Had a friend ask me if I wanted to skip lunch (in high school) to go smoke a bowl out in the parking lot. Of course I did. We smoked weed on the reg, no big deal. She had it in a metal pipe with one of those screw on lids. We take a few hits and start walking back inside before the bell. I get to our senior hallway, I don't feel great.. we make it past the offices and I'm getting really fucking warm. We make it back into the cafeteria to our table at the fringes of the lunchroom and I'm having a full on panic attack.

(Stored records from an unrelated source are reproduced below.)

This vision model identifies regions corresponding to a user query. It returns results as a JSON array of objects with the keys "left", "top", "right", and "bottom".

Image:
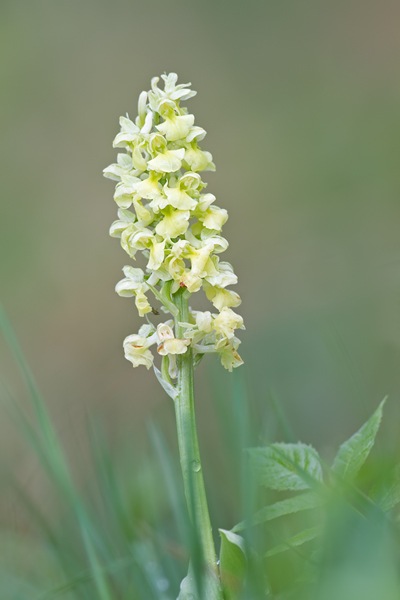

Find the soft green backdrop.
[{"left": 0, "top": 0, "right": 400, "bottom": 526}]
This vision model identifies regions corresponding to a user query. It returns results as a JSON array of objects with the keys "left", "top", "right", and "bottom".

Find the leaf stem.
[{"left": 173, "top": 289, "right": 222, "bottom": 600}]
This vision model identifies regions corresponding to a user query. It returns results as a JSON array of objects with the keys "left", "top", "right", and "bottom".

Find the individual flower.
[
  {"left": 123, "top": 325, "right": 157, "bottom": 369},
  {"left": 115, "top": 266, "right": 151, "bottom": 317}
]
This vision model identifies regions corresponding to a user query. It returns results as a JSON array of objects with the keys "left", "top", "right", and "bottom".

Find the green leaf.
[
  {"left": 232, "top": 492, "right": 325, "bottom": 532},
  {"left": 153, "top": 365, "right": 178, "bottom": 400},
  {"left": 371, "top": 465, "right": 400, "bottom": 512},
  {"left": 332, "top": 398, "right": 386, "bottom": 480},
  {"left": 177, "top": 568, "right": 222, "bottom": 600},
  {"left": 218, "top": 529, "right": 247, "bottom": 600},
  {"left": 248, "top": 442, "right": 322, "bottom": 491},
  {"left": 265, "top": 525, "right": 323, "bottom": 557}
]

I sit down, everyone is saying shit like "You don't look so good" or some variation. I remember I made it to the bathroom to vomit uncontrollably, hot and cold sweats. I felt like I was hallucinating, like I was having a fever dream where I was so hot and desperately just wanted to lay my head down on the cold floor but somewhere in my brain I knew I couldn't because I was at school. I slept through two end classes, went home, threw up and slept until the next day. My best friend is the sort of a bitch in the sense she would totally have been out of pot, had some K2 and not fucking told me and just let me smoke it because she didn't want to alone. I know that's what she gave me, I had never had it prior to that before, only heard of it. I tried it a second time knowingly in college during an hour break between classes. Did the same thing to me. Never again.